Today was a day full of patience. I got into a small confrontation with my family. Situations like this are always hard. Why? Well language barrier. It just is an ever presence wall. Then cultural barriers. Sometimes I don’t know what’s best to do. I could accidentally offend my family. Past volunteers have done that before and been asked to find a new place to live because of cultural miscommunications. So the issue was rent. I have a contract that says I pay one amount for food and one amount for rent without food.

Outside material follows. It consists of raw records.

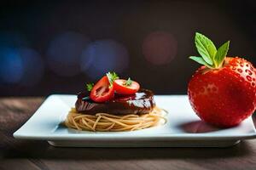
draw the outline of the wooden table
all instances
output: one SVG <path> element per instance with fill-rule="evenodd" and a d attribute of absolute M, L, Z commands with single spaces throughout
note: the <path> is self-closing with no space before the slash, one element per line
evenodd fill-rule
<path fill-rule="evenodd" d="M 0 99 L 0 169 L 256 169 L 255 139 L 230 148 L 55 148 L 14 139 L 43 100 Z"/>

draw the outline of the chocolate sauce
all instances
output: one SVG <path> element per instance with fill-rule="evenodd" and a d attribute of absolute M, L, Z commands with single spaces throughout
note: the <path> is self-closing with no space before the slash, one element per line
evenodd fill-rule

However this month specifically, I spent the first almost two weeks in my training town. I wasn’t allowed to come to my site until I finished a few Spanish classes. So I did the math and paid my site mom for the time i would be where this month. She insisted I pay the rest. I tried to explain that was it. There was no more because I wasn’t here for two weeks. We went in circles, repeating the same things in Spanish. She went and got my contract and told me to read it. Now here’s the funny thing about learning a new language. You can see the words, know how to pronounce the words because you’ve learned letters and still not know what the word means. It’s hard to imagine yourself as a child but when children start reading they ask their parents what every new word they see means. Because they can read but they have no understanding. That’s what it was like reading the peace corp contract. I could read he words and I got the overall gist but I wasn’t sure what all the words actually meant. I offered to call my boss for clarification. My mom insisted I wait for her husband to try and translate better. I think she thought if I called my boss somehow Id be mad. I admit, I was frustrated. I mean I was exhausted, had a serious headache and do not like being treated like I’m stupid but I wasn’t mad. More so tentative because I didn’t want to say the wrong thing and risk my new home. Thankfully, someone from peace corps called me back and translated and crisis averted. I’m proud of myself for remembering through the entire ordeal to breathe, ask for patience and pray. Usually, in situations like this I do get mad. I don’t like misunderstandings. But I asked God to let me gain patience by being here. Test number one came and I passed! #inyourfacedevil
That night I taught my first yoga class in Spanish! We forgot to promote it because my sitemates didn’t get back until today and I wasn’t going to have the first class without them. All in all I say it was successful! It was small but beautiful. Afterwards, we drank tea. I love Nicaragua. Same time, same place, next week, same class. This time I’ll be ready. More people are coming. I’m trying to find a place in the states that will donate yoga mats for the women here. It’s expensive for them and they need the exercise. Fingers crossed the NGO we emailed writes back.